Upaya yang selama ini telah dilakukan adalah membentuk desa percontohan di tujuh sub-DAS kritis, yakni Desa Menawan, Kecamatan Gebog; Desa Ternadi, Kecamatan Dawe (Kudus); Desa Plukaran, Kecamatan Gembong; Desa Siti Luhur, Kecamatan Gembong; Desa Jrahi, Kecamatan Gunungwangkal (Pati); dan Desa Bungu, Kecamatan Mayong (Jepara).
Di daerah-daerah itu didorong pertanian berbasis agro forestry atau tumpangsari wanatani serta diversifikasi usaha pertanian. Tanaman jati, sengon, dan mahoni ditanam. Begitu juga tanaman-tanaman yang dapat menunjang ekonomi, seperti kopi dan kakao. Konsep itu dinamakan Desa Hayati.
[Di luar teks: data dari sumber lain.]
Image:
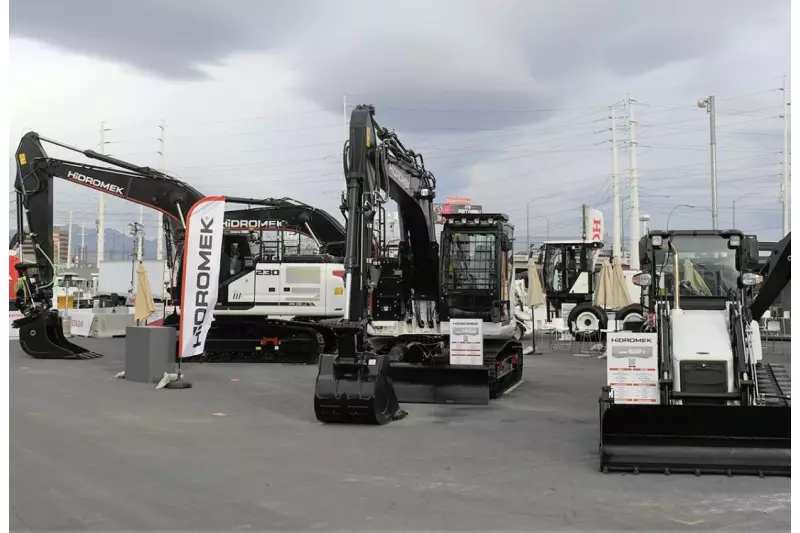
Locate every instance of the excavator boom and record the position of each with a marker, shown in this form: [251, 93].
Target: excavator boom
[36, 172]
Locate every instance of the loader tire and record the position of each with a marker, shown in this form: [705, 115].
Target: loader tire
[586, 322]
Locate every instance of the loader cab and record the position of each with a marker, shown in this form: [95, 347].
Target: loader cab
[712, 266]
[476, 266]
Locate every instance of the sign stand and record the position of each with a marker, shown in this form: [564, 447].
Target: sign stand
[466, 341]
[533, 334]
[632, 367]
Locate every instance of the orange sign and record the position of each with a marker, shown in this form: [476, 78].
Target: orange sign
[13, 276]
[457, 200]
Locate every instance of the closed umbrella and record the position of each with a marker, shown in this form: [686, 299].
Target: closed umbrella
[535, 293]
[144, 305]
[694, 278]
[622, 297]
[603, 296]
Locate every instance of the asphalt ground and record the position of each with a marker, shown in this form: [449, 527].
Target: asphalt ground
[242, 450]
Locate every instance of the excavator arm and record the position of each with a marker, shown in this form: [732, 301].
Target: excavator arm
[34, 189]
[777, 272]
[378, 168]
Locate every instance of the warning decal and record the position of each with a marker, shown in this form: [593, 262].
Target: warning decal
[466, 341]
[632, 371]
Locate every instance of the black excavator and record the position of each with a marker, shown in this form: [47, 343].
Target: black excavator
[718, 408]
[241, 330]
[405, 303]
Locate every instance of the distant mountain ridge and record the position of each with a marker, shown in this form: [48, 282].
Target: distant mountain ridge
[117, 245]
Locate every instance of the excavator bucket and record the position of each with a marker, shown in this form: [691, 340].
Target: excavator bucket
[442, 383]
[698, 439]
[355, 391]
[41, 336]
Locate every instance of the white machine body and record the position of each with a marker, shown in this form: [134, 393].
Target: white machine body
[700, 336]
[290, 290]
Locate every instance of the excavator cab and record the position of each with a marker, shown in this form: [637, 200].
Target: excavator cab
[475, 267]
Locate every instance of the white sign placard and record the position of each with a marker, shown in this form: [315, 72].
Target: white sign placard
[466, 341]
[632, 367]
[13, 333]
[81, 322]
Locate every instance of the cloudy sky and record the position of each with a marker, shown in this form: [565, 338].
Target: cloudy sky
[508, 101]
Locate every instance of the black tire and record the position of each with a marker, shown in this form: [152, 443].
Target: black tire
[631, 313]
[588, 315]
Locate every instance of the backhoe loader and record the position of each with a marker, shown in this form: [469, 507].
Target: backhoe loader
[401, 309]
[717, 407]
[272, 305]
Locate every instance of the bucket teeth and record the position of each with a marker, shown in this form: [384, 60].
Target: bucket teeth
[725, 440]
[42, 337]
[355, 392]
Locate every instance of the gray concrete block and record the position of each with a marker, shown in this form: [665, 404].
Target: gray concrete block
[149, 352]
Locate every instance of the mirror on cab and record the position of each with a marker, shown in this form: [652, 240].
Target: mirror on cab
[642, 279]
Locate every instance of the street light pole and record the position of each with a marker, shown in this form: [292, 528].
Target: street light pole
[734, 210]
[709, 104]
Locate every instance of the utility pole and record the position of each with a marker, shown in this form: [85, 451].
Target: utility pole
[634, 229]
[135, 232]
[82, 255]
[616, 242]
[160, 218]
[69, 241]
[785, 196]
[139, 242]
[101, 208]
[344, 115]
[709, 104]
[583, 222]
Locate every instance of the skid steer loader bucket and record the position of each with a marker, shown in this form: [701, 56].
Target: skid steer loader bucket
[441, 383]
[356, 391]
[713, 439]
[41, 336]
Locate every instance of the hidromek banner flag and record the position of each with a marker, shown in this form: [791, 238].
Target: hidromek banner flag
[202, 255]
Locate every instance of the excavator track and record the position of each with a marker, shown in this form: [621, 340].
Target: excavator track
[266, 341]
[774, 385]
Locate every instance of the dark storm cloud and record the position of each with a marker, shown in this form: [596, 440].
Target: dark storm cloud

Desa-desa percontohan itu pertama kali digagas sekitar 2004 saat pihak Lembaga Ilmu Pengetahuan Indonesia (LIPI) berkunjung ke Muria. ”Sekitar 2012, tersusun grand design kawasan Muria, yang kemudian direkomendasikan pembentukan desa model di setiap sub-DAS kritis,” ujar Hendy.
Meski program itu terus berjalan, diakui Hendy, masih ditemui kendala, yakni minimnya kesadaran masyarakat untuk menjaga lingkungan. Di kawasan hutan atau lereng masih ditanami tanaman semusim, seperti ketela, jagung, dan padi. Padahal, tanaman itu tidak layak di lokasi tersebut.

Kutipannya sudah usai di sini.